River Plate ha puesto sus ojos en una de las promesas más disruptivas del fútbol argentino actual: Santino Andino, el joven extremo que viene brillando con la camiseta de Godoy Cruz de Mendoza. La política de captación del club de Núñez, históricamente enfocada en el talento joven y con proyección de reventa, parece haber encontrado en el atacante del “Tomba” el perfil ideal para reforzar su esquema ofensivo. El interés no es superficial, ya que emisarios de la institución han realizado un seguimiento pormenorizado de su rendimiento en el torneo local y su evolución física y técnica.
Santino Andino se ha destacado en la presente temporada por su capacidad de desequilibrio individual y su efectividad en el uno contra uno, cualidades que escasean en el mercado actual. Según datos de rendimiento analizados por especialistas en scouting, el juvenil lidera varias estadísticas de regates completados y asistencias clave para su equipo, lo que lo ha posicionado en el radar de los clubes más grandes del país. Su irrupción en la primera división ha sido meteórica, logrando consolidarse como titular en un esquema exigente como el que propone el conjunto mendocino.
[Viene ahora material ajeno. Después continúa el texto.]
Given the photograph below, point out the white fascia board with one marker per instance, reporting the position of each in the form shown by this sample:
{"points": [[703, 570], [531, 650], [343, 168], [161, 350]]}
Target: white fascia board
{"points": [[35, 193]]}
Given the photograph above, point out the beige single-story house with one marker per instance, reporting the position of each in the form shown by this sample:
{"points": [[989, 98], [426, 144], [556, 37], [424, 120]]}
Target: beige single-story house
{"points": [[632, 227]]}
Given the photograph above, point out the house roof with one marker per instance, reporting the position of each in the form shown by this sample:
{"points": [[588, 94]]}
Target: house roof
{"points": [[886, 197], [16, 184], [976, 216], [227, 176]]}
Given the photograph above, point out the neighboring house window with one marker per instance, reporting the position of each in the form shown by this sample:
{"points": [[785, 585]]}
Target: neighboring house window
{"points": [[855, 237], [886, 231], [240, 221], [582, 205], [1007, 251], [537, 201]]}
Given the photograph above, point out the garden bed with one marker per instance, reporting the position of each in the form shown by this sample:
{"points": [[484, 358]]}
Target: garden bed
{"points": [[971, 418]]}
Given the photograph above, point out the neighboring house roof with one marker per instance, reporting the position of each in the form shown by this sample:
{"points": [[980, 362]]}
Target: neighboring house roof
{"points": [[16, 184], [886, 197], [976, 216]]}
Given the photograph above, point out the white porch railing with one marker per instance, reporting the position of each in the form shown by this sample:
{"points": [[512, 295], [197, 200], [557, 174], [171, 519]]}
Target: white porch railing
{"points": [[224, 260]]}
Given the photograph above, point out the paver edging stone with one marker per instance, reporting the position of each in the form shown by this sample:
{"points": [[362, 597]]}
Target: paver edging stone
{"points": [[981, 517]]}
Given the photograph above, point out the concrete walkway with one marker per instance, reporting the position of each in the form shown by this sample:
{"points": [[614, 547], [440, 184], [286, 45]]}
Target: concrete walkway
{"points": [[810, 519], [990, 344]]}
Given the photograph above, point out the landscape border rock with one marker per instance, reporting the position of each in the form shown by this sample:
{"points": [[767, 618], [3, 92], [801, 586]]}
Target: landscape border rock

Desde la dirigencia de Godoy Cruz, encabezada por su presidente Alejandro Chapini, han sido claros en que la salida del jugador solo se daría bajo condiciones económicas que reflejen su potencial. De acuerdo a fuentes vinculadas al club cuyano, existe una cláusula de rescisión que protege el patrimonio de la institución, aunque no se descarta una negociación que incluya porcentajes de una futura venta. River, por su parte, analiza la viabilidad de la operación considerando la competencia que podría surgir desde el mercado europeo si el jugador mantiene su nivel actual.
El cuerpo técnico de River Plate valora especialmente la polifuncionalidad de Andino, quien puede desempeñarse por ambas bandas e incluso ocupar posiciones más centralizadas en el ataque. Analistas del sector deportivo sugieren que su estilo de juego se acopla a la perfección con la identidad histórica del club, basada en el ataque directo y la presión alta. Además, su juventud garantiza un margen de crecimiento que podría traducirse en una pieza clave para el proyecto a largo plazo que busca consolidar el equipo de Núñez en el plano continental.
La posible transferencia de Andino también tiene implicancias para el ecosistema de Godoy Cruz, un club que se ha especializado en ser una plataforma de lanzamiento para grandes talentos. La venta de una de sus figuras permitiría a la entidad mendocina reinvertir en sus divisiones inferiores, manteniendo un círculo virtuoso que lo ha sostenido en los primeros planos del fútbol argentino. Para el jugador, el paso a un equipo con la exposición de River representaría el desafío más importante de su incipiente carrera profesional y una puerta abierta hacia la Selección Nacional.
El desenlace de este interés dependerá de la celeridad con la que River Plate decida formalizar una oferta. En un mercado de pases dinámico, la anticipación suele ser la clave para asegurar el fichaje de las promesas antes de que su valor de mercado se torne inaccesible. La proyección de Santino Andino sugiere que estamos ante uno de los nombres que dominarán la agenda deportiva en los próximos meses, y su llegada a Buenos Aires podría marcar el inicio de una nueva etapa en la renovación del plantel millonario.